Letzte Aktualisierung: um 19:03 Uhr

Jets von Lufthansa Cityline

Air Dolomitis langes Warten auf Embraer-Nachschub

Die italienische Airline sollte 14 Embraer-Jets von ihrer Schwester Lufthansa Cityline erhalten. Doch nur drei der Flieger wechselten bisher. Der Rest des Planes aus dem Jahr 2018 wackelt.

Air Dolomiti

Embraer E195 von Air Dolomiti: Wie geht es weiter mit der Flotte?

Eigentlich sollten sie schon alle weg sein. Im Herbst 2018 hatte Lufthansa beschlossen, dass Tochter Lufthansa Citylinie ihre 14 Embraer-Flugzeuge an Air Dolomiti abgibt. Die italienische Schwester sollte ihre Flotte damit mehr als verdoppeln.

Doch Lufthansa Cityline ist weiterhin Embraer-Betreiberin.

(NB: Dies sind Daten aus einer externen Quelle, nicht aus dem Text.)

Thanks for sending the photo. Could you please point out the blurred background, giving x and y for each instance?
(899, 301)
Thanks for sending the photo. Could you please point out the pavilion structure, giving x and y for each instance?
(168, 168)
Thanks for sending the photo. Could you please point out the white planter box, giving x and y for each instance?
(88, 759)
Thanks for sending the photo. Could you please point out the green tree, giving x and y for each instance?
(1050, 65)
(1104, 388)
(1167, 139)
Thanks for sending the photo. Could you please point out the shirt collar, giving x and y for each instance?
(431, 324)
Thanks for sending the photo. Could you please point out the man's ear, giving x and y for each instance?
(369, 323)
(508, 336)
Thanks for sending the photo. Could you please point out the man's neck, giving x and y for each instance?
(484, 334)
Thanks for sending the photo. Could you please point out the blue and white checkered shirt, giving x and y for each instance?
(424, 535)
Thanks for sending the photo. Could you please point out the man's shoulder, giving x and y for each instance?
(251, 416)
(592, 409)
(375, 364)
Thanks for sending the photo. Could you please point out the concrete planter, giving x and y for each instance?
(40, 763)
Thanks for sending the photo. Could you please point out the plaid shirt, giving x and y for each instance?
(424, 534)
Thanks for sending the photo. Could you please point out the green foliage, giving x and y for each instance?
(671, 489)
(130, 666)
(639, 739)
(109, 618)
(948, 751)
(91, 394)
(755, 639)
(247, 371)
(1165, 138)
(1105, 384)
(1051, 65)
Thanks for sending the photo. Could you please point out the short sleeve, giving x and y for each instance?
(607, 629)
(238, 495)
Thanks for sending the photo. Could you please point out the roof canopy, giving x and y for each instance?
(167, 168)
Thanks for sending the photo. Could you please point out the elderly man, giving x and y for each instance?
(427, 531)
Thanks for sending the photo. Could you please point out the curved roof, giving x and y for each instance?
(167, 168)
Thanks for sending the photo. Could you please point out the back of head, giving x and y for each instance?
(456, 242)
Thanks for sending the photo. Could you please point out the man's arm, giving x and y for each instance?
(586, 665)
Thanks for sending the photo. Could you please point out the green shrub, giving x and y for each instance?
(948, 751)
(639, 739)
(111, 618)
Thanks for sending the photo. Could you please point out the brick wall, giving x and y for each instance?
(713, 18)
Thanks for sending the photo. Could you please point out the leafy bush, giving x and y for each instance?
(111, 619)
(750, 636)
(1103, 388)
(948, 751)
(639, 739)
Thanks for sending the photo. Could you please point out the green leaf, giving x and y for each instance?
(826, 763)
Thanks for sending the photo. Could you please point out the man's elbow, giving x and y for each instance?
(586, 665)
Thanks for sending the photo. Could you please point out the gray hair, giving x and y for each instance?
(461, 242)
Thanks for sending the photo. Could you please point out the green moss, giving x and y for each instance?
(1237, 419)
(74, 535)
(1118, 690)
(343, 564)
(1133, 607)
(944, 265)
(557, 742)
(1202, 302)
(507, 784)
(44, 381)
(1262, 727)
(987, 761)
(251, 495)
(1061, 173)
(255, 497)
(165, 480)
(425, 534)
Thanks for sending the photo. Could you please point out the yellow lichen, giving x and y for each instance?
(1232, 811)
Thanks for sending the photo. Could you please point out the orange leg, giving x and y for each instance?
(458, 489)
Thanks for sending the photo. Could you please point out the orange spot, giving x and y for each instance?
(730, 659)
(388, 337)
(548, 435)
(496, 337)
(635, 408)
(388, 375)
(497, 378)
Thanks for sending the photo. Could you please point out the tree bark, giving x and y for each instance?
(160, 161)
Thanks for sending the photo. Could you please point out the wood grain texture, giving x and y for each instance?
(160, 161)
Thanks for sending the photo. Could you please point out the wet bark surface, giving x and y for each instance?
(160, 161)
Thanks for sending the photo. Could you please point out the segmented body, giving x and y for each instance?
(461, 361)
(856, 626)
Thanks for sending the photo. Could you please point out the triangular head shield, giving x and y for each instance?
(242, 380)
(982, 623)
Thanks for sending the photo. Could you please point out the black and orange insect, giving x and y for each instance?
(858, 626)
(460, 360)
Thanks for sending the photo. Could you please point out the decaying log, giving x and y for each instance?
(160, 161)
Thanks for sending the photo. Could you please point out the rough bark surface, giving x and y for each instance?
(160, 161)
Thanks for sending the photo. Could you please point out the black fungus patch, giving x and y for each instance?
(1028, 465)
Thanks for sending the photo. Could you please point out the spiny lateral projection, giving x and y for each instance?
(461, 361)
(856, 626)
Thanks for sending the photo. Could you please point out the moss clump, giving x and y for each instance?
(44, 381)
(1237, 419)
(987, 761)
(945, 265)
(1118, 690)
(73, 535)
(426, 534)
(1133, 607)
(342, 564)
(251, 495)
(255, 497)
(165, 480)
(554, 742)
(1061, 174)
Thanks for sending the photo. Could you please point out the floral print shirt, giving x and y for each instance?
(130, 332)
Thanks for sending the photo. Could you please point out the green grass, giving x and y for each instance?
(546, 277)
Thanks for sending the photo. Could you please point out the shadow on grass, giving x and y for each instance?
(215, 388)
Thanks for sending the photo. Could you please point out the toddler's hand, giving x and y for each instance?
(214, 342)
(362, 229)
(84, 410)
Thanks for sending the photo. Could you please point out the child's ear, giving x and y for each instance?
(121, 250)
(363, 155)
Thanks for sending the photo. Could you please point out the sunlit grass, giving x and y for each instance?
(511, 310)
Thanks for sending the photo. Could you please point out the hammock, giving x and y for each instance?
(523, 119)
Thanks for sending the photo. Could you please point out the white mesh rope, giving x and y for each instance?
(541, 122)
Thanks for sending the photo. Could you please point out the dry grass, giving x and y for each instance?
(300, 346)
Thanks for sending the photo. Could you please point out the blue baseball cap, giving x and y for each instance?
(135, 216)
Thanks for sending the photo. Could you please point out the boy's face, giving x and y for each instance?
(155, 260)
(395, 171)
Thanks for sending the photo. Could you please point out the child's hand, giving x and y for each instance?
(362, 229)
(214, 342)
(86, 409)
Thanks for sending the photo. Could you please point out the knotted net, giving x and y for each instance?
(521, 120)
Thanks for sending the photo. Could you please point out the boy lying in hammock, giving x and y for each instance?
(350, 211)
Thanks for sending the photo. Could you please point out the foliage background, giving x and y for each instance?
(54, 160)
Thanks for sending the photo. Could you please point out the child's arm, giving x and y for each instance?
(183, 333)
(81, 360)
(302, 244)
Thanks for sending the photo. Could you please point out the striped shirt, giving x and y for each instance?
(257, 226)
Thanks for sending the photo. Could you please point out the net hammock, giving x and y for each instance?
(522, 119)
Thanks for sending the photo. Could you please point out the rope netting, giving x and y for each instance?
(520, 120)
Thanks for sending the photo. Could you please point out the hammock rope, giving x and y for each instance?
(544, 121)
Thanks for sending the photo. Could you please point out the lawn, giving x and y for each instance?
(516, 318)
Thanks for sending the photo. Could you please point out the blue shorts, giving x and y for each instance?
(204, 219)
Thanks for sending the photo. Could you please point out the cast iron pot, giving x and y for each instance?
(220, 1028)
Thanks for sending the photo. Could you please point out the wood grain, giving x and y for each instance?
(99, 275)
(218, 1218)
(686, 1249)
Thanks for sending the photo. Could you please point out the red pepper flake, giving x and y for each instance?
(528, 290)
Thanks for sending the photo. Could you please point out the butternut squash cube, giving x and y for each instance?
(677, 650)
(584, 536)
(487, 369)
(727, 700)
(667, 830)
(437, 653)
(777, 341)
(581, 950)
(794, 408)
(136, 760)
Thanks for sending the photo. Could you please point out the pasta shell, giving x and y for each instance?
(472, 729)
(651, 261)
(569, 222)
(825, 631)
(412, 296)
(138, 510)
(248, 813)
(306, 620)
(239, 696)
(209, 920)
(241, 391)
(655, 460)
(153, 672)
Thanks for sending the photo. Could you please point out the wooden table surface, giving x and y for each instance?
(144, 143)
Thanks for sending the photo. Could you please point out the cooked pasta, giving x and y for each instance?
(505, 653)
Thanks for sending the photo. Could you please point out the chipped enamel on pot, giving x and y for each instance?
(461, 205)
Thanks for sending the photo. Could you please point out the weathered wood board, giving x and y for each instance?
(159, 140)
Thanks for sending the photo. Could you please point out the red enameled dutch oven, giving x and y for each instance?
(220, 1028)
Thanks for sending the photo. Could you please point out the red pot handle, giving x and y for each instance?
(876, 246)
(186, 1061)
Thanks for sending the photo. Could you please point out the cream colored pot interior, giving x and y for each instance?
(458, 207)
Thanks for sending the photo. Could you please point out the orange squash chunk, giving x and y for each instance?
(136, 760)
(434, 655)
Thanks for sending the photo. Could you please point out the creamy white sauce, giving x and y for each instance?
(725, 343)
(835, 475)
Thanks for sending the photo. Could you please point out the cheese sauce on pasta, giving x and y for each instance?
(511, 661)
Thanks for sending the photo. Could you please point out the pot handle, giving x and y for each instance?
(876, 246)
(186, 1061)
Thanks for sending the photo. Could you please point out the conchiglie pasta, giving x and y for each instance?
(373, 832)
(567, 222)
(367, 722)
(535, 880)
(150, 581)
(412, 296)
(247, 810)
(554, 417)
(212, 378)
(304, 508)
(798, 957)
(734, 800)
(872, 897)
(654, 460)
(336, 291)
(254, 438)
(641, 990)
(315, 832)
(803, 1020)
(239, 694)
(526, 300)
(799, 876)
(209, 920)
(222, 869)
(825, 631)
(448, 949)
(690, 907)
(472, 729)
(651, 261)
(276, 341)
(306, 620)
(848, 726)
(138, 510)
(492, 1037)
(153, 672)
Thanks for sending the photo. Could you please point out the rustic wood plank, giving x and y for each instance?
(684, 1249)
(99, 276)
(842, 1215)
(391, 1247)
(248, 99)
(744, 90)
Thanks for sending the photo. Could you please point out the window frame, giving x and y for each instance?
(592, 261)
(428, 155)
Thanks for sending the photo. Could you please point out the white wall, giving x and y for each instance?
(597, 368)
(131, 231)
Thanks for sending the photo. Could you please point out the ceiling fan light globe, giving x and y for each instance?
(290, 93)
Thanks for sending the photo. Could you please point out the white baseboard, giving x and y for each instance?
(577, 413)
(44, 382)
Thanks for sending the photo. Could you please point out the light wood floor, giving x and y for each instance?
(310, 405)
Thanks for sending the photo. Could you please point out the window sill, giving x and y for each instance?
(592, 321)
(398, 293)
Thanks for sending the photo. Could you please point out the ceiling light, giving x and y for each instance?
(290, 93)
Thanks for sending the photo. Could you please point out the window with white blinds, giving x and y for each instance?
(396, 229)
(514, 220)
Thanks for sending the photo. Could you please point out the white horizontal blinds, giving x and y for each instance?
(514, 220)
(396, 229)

Seit der Entscheidung sind nur drei Embraer E195 zu Air Dolomiti gewechselt. Im Januar 2019 flotteten die Italiener die I-ADJW ein, im April 2019 die I-ADJX und im Januar 2020 die I-ADJY. Insgesamt betreiben sie nun 15 der Regionalflugzeuge.

Wechsel der weiteren elf Flugzeuge ist ungewiss

Lufthansas deutsche Regionaltochter verfügt derweil weiterhin über ihre neun E190 und zwei E195. Bei beiden Fluggesellschaften standen zuletzt je zwei Jets am Boden, der Rest war fleißig im Einsatz. Warum aber ist die Verlagerung der Embraer-Flieger innerhalb der Lufthansa-Gruppe ins Stocken geraten? Oder wurde sie gar ganz gestoppt?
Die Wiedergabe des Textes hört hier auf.